Making the Ultra-Secure More Ultra-Secure at the University of Chicago and University of York (Yale University, too)
Choosy resource allocation improves energy efficiency in quantum communications
Excerpts and salient points ~
+ “When we send light through a channel some part of it might be lost along the way,” said the paper’s lead author, Kyungjoo Noh, a new Ph.D. graduate from Yale University and a visiting researcher at UChicago’s Pritzker School of Molecular Engineering. “You might get only, say, 80 or 90 percent of it. Those kinds of attenuations are what we’re dealing with here.”
Now, researchers at the University of Chicago and the University of York have detailed a new strategy for securely boosting the successful transmission rates of quantum information.
+ The UChicago-Yale-York team seeks to design an information coding scheme that will operate in the presence of imperfections such as energy loss. The team’s new paper assesses the limitations presented by factors such as energy loss and thermal noise and identifies strategies to negate these impacts.
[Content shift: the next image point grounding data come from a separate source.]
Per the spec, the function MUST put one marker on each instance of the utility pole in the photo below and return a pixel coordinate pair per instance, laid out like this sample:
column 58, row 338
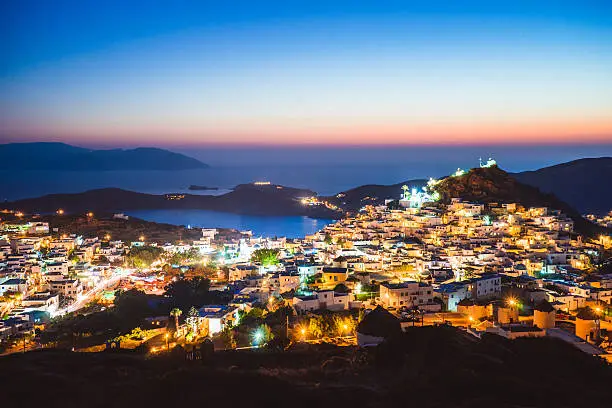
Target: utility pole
column 287, row 326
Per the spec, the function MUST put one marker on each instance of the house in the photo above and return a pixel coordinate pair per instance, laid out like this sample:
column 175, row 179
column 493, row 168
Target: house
column 68, row 288
column 44, row 301
column 325, row 299
column 14, row 285
column 215, row 318
column 407, row 294
column 515, row 331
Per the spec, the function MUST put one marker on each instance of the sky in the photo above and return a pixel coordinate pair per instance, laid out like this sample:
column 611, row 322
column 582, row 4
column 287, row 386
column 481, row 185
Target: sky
column 290, row 73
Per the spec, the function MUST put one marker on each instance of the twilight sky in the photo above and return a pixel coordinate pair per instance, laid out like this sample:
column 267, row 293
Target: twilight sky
column 181, row 73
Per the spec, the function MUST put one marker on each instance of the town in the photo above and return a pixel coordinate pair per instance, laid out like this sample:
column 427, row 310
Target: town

+ In particular, the team investigated quantum communication in a low-energy environment, one that transmits a relatively small number of light particles, as this has been shown to successfully increase communication rates. While, in principle, highly energetic states might allow researchers to send more photons and therefore more information, previous work has shown reduced communication rates as photon numbers increase due to limited controllability of high-energy states. The researchers therefore opted for a practical scenario: sending communications with a lower-energy state and fewer photons that they could reliably control.